Great UX leads to great SEO.
That means your goal should be eliminate anything that negatively impacts your site’s loading speed.
Redirect chains are one of those negative factors that you need to tackle.
Pingdom emphasizes that redirects can have a huge impact on site loading speed.
To prove this point, I ran a small experiment that you can try yourself too.
Go to Pingdom and enter your root domain. That means in this first test I’ll use “gotchseo.com”.
Here is the benchmark loading speed for test #1:
By running the test with my root domain, I’m purposely causing multiple redirect chains such as:
For the test #2, I simply used my final URL which is: https://www.gotchseo.com/.
Here are the results:
My page loading speed went from 1.02 seconds to 0.728 miliseconds.

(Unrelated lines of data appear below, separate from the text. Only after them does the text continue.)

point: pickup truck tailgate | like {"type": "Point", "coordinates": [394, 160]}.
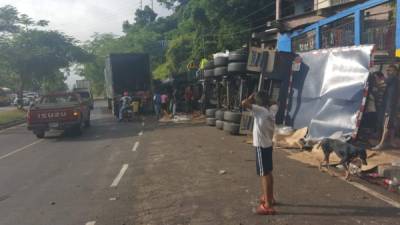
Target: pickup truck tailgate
{"type": "Point", "coordinates": [51, 115]}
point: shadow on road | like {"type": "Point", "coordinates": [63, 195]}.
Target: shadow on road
{"type": "Point", "coordinates": [344, 210]}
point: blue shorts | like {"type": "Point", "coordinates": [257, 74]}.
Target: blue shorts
{"type": "Point", "coordinates": [263, 160]}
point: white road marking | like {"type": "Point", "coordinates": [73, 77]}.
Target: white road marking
{"type": "Point", "coordinates": [119, 176]}
{"type": "Point", "coordinates": [135, 146]}
{"type": "Point", "coordinates": [21, 149]}
{"type": "Point", "coordinates": [374, 193]}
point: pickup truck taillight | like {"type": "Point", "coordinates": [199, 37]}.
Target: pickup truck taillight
{"type": "Point", "coordinates": [28, 117]}
{"type": "Point", "coordinates": [76, 113]}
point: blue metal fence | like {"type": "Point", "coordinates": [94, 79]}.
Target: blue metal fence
{"type": "Point", "coordinates": [353, 26]}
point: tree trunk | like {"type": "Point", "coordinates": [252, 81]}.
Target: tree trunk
{"type": "Point", "coordinates": [20, 94]}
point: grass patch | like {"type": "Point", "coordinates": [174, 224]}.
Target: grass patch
{"type": "Point", "coordinates": [12, 115]}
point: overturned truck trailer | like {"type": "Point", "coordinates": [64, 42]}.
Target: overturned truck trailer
{"type": "Point", "coordinates": [327, 91]}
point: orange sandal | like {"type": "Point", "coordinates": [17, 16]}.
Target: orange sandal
{"type": "Point", "coordinates": [262, 200]}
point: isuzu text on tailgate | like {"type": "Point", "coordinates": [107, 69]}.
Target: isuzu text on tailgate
{"type": "Point", "coordinates": [61, 111]}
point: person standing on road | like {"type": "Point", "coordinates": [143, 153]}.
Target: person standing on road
{"type": "Point", "coordinates": [157, 104]}
{"type": "Point", "coordinates": [188, 99]}
{"type": "Point", "coordinates": [388, 110]}
{"type": "Point", "coordinates": [263, 130]}
{"type": "Point", "coordinates": [164, 104]}
{"type": "Point", "coordinates": [174, 101]}
{"type": "Point", "coordinates": [125, 104]}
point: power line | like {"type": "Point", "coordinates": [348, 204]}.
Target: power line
{"type": "Point", "coordinates": [256, 11]}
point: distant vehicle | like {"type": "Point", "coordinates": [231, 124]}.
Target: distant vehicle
{"type": "Point", "coordinates": [25, 101]}
{"type": "Point", "coordinates": [62, 111]}
{"type": "Point", "coordinates": [82, 84]}
{"type": "Point", "coordinates": [128, 72]}
{"type": "Point", "coordinates": [5, 97]}
{"type": "Point", "coordinates": [86, 96]}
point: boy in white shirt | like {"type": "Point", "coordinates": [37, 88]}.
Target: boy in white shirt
{"type": "Point", "coordinates": [263, 131]}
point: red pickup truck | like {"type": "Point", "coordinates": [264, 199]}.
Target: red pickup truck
{"type": "Point", "coordinates": [61, 111]}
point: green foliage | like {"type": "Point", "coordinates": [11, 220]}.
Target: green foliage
{"type": "Point", "coordinates": [32, 58]}
{"type": "Point", "coordinates": [196, 29]}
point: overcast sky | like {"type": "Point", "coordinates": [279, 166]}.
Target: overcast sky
{"type": "Point", "coordinates": [81, 18]}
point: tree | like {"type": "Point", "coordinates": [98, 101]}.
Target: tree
{"type": "Point", "coordinates": [35, 57]}
{"type": "Point", "coordinates": [145, 16]}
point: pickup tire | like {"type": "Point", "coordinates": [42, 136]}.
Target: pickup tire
{"type": "Point", "coordinates": [39, 134]}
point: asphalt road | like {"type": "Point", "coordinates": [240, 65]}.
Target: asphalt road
{"type": "Point", "coordinates": [149, 173]}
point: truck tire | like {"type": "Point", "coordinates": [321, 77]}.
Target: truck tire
{"type": "Point", "coordinates": [220, 61]}
{"type": "Point", "coordinates": [219, 114]}
{"type": "Point", "coordinates": [237, 57]}
{"type": "Point", "coordinates": [233, 117]}
{"type": "Point", "coordinates": [208, 73]}
{"type": "Point", "coordinates": [39, 134]}
{"type": "Point", "coordinates": [237, 67]}
{"type": "Point", "coordinates": [232, 128]}
{"type": "Point", "coordinates": [219, 124]}
{"type": "Point", "coordinates": [210, 113]}
{"type": "Point", "coordinates": [209, 65]}
{"type": "Point", "coordinates": [211, 121]}
{"type": "Point", "coordinates": [220, 71]}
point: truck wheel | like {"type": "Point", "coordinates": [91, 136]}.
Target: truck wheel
{"type": "Point", "coordinates": [39, 134]}
{"type": "Point", "coordinates": [232, 128]}
{"type": "Point", "coordinates": [237, 67]}
{"type": "Point", "coordinates": [219, 114]}
{"type": "Point", "coordinates": [219, 124]}
{"type": "Point", "coordinates": [237, 57]}
{"type": "Point", "coordinates": [208, 73]}
{"type": "Point", "coordinates": [210, 113]}
{"type": "Point", "coordinates": [220, 61]}
{"type": "Point", "coordinates": [233, 117]}
{"type": "Point", "coordinates": [220, 71]}
{"type": "Point", "coordinates": [209, 65]}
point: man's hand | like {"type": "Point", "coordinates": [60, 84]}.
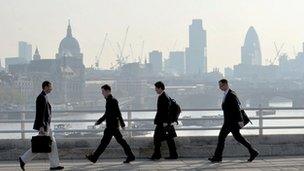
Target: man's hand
{"type": "Point", "coordinates": [241, 124]}
{"type": "Point", "coordinates": [41, 130]}
{"type": "Point", "coordinates": [97, 123]}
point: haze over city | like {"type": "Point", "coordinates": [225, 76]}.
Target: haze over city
{"type": "Point", "coordinates": [162, 25]}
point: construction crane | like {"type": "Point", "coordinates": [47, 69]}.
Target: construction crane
{"type": "Point", "coordinates": [98, 55]}
{"type": "Point", "coordinates": [278, 53]}
{"type": "Point", "coordinates": [121, 59]}
{"type": "Point", "coordinates": [141, 52]}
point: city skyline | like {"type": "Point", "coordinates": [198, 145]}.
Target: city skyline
{"type": "Point", "coordinates": [223, 21]}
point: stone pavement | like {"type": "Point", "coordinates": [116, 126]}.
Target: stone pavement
{"type": "Point", "coordinates": [288, 163]}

That’s a 28.6% decrease in page loading speed just by avoiding redirect chains!
3. Lost Link Equity…?
There’s some SEO value debate on whether or not backlink equity (PageRank) passes 100% through redirects.
It doesn’t matter in my opinion because it’s common sense.
Why would you keep a redirect chain when it has no positive outcome for your SEO efforts?
It’s much more likely that it hurts more than helps.
Now you know the three reasons why you need to tackle redirect chains, but how do you actually find them?
How to Find Redirect Chains
The best way to find redirect chains is to use Screaming Frog SEO Spider.
Open Screaming Frog and enter your domain:
Then click “Reports” and “Redirect Chains”.
You’ll then get access to a report that looks like this:
Right away you’ll know whether or not you have redirect chains.
If you don’t, then awesome job!
If you do, here’s what to do next.
How to Fix Redirect Chains
The good news is that fixing redirect chains is super easy.
Take a look at this example:
All that you need to do is eliminate the redirect between Page A and Page B. Then 301 redirect Page A to Page C.
The end result is that both Page A and Page B will be 301 redirecting the final page (Page C).
Just rinse and repeat this process for every redirect chain you have.
That’s a Wrap
There are countless SEO tasks you can do, but I put fixing redirect chains into the “quick wins” category.
That’s because it impacts so many different elements of SEO (crawling, indexing, page loading speed, and even site authority).
Plus, fixing this issue is super easy.
That’s all you need to know about finding and fixing redirect chains.